È qui che voglio soffermarmi, in quanto mette sullo stesso piatto della bilancia profughi e nomadi. Questo vuol dire che lei signor Gregori non sa distinguere la lana dalla seta.

I profughi istriani installati nei campi di Padriciano hanno portato la loro cultura sul Carso e si sono ben integrati nella realtà locale. Anche se non era facile, in quanto voi non siete stati teneri nei nostri confronti, ci chiamavate «Tuijzi»!

Lascio a lei la traduzione che penso sia spregiativa. Con tutto ciò penso che ai profughi istriani non sia rimasto nessun rancore nei vostri confronti, anzi vi ringraziano per la vostra ospitalità. Anche se non è stato facile.

I profughi istriani hanno lavorato e hanno speso quei quattro spiccioli che avevano nelle botteghe e nelle osterie del Carso ma non hanno mai rubato, come dice lei che fanno i nomadi, che, a parole, tutti li amano ma nessuno li vuole.
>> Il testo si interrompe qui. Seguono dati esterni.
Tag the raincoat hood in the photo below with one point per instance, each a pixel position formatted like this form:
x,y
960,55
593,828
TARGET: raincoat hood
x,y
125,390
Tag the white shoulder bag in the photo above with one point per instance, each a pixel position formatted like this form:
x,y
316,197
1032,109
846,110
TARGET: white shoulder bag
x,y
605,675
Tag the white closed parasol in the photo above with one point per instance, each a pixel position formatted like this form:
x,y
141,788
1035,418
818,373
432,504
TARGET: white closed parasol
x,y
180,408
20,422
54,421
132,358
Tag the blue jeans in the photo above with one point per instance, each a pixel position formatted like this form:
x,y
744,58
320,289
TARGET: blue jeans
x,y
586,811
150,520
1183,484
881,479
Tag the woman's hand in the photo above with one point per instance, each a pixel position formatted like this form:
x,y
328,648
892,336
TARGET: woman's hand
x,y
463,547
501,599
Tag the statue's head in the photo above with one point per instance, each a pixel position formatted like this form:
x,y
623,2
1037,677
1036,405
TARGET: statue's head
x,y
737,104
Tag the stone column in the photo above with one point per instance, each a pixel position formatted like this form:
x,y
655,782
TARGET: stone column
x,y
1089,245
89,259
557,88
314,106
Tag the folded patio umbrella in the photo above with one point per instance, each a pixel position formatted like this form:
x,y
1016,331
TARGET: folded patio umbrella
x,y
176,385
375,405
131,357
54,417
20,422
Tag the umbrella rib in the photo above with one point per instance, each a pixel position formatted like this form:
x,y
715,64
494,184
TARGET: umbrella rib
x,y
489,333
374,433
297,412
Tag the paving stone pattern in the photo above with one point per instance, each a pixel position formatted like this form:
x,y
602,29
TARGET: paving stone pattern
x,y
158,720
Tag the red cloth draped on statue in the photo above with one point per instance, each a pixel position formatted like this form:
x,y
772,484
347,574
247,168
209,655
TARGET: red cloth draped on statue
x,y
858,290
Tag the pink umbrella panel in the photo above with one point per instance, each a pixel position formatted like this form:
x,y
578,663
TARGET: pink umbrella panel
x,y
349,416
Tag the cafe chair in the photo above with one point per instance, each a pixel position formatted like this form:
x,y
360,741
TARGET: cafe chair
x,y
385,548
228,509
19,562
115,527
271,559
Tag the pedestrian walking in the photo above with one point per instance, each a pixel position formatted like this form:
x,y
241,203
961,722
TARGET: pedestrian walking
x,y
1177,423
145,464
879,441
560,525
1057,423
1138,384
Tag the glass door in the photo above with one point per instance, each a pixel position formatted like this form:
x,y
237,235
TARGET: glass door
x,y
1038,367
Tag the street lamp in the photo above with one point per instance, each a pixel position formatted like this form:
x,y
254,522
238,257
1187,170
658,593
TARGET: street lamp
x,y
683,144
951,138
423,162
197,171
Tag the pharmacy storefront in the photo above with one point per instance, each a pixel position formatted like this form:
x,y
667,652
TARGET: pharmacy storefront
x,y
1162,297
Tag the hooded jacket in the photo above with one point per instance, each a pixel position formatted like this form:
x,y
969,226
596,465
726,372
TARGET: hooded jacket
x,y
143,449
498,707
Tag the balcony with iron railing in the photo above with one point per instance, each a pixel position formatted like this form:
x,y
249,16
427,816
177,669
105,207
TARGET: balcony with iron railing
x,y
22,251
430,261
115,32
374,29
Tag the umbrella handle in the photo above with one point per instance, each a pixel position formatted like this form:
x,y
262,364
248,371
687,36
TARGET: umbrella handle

Ce li impone l’Europa come impone la caratura delle banane e la lunghezza dei cetrioli. Dunque, signor Gregori, neanch’io voglio i nomadi vicino a casa mia. Ma se venisse ad abitare nel mio condominio un carsolino della minoranza slovena sarebbe ben accettato.

Mi perdoni signor Gregori, penso che lei indossi ancora l’abito dell’odio, che, per fortuna, nel nostro territorio si è dismesso ormai da tanto tempo.

La prego di non sproloquiare più confondendo il diavolo con l’acqua santa e le auguro che la sua lotta abbia un buon fine.